Nun könnte man das auch den Markt entscheiden lassen. Die Einwände sind aber berechtigt. Man fürchtet Datenschutzverstöße, die Erleichterung von Geldwäsche und Terrorfinanzierung und nicht zuletzt, dass das weltweite Finanzsystem ins Wanken geraten könnte. Dass Daten bei Facebook sicher aufgehoben sind, wird zu Recht bezweifelt, auch wenn ein Verein mit Sitz in Genf Libra ausgeben und Facebook selbst keinen Zugang zu den Transaktionsdaten haben soll.

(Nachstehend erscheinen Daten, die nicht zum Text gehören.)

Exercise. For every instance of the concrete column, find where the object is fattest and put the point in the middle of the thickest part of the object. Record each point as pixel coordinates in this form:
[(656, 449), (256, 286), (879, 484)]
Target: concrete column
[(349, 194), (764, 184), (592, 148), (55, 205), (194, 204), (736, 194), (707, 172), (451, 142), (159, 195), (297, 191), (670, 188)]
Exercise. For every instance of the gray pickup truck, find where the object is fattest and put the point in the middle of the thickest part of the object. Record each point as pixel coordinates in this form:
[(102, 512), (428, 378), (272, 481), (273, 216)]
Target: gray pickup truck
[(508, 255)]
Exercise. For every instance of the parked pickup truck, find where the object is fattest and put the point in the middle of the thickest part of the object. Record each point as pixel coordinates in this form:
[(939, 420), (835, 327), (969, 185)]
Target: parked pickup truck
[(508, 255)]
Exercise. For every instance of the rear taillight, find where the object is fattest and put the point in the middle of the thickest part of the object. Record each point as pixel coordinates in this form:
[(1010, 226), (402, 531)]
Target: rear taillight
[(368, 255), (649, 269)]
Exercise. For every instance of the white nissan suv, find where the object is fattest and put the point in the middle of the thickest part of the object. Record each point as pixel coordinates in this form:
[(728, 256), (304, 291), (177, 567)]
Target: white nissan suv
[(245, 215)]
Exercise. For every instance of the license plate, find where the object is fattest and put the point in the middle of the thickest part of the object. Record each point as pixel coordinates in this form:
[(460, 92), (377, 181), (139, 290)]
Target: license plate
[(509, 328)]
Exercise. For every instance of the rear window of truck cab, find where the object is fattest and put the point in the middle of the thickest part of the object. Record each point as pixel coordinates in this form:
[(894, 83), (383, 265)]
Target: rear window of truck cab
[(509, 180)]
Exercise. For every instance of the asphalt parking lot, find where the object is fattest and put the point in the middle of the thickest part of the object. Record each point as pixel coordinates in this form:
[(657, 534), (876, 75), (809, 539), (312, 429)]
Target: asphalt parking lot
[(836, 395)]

Das Geldwäsche-Argument, das auch gern gegen Bargeld und Bitcoin vorgebracht wird, hat auch etwas für sich. Und dass das Konsortium schlagartig der mit Abstand größte private Anbieter einer einzigartigen Dienstleistung wäre, ist wettbewerbsrechtlich ein Problem. Doch können die Behörden ja Auflagen erteilen. Facebook hat deutlich gemacht, Libra nicht einführen zu wollen, bevor alle regulatorischen Bedenken ausgeräumt seien. Libra ließe sich leichter regulieren als dezentrale Kryptowährungen wie Bitcoin, bei denen kein Ansprechpartner zur Verfügung steht.

Doch gibt es einen grundsätzlicheren Vorbehalt gegen Libra. „Wir wollen nicht, dass Privatfirmen die Möglichkeit haben, eine souveräne Währung zu schaffen“, sagte der französische Finanzminister, Bruno Le Maire. Scholz ergänzte: Die Herausgabe einer Währung gehöre nicht in die Hände eines Privatunternehmens, sie sei Kernelement staatlicher Souveränität. Darüber lässt sich streiten. Doch Libra will staatliche Währungen gar nicht ersetzen. Es wird – im Gegensatz zu Bitcoin, dessen Preis von Angebot und Nachfrage bestimmt ist – an einen Währungskorb gekoppelt sein. Dollar und Euro würden stark gewichtet sein, die Notenbanken also indirekt über Libra mitbestimmen.

Bleibt die Sorge um das Finanzsystem. Wenn nur ein Teil der über zwei Milliarden Facebook-User Libra nutzt, könnte eine Bank von systemrelevanter Größe entstehen. Und da Libra unter anderem mit Staatsanleihen unterlegt werden soll, könnte das Facebook-Konsortium zu einem der größten Anleihegläubiger weltweit werden. Ein Grund für Währungshüter und Regulatoren, genauer hinzusehen. Das Finanzsystem stand freilich vor elf Jahren bereits am Rande des Abgrunds, und das ganz ohne Zutun von Facebook. Die Finanzkrise war vielmehr der Auslöser dafür, dass digitale Währungen überhaupt angedacht wurden. Sie war der Geburtshelfer von Bitcoin. Politik und Notenbanken haben die Katastrophe abgewendet, aber noch ist nicht gewiss, wohin das Experiment des weltweiten Gelddruckens führt. Verglichen damit stellt Libra – wenn es entsprechend reguliert wird – eine überschaubare Gefahr dar.


Glaubt man den Vorbehalten der Politiker, floppt Libra ohnehin. Vielleicht vereinfacht es aber tatsächlich Zahlungen und Vertragsabschlüsse – und bringt die Banken unter Zugzwang. Auch könnte der eine oder andere Libra-Nutzer Gefallen an Kryptowährungen wie Bitcoin finden, die tatsächlich dezentral und unabhängig von Staaten und Notenbanken sind. Mit oder ohne Libra-Verbot: Die Alternativen zu den staatlichen Währungen werden mehr und besser werden. Sie werden Euro und Dollar nicht verdrängen, aber ergänzen. Bis dahin sollten Politiker stärkere Argumente gefunden haben, warum die Welt ausschließlich Währungen wie Euro und Dollar haben darf, als nur, dass es „keine Notwendigkeit“ für Alternativen gebe.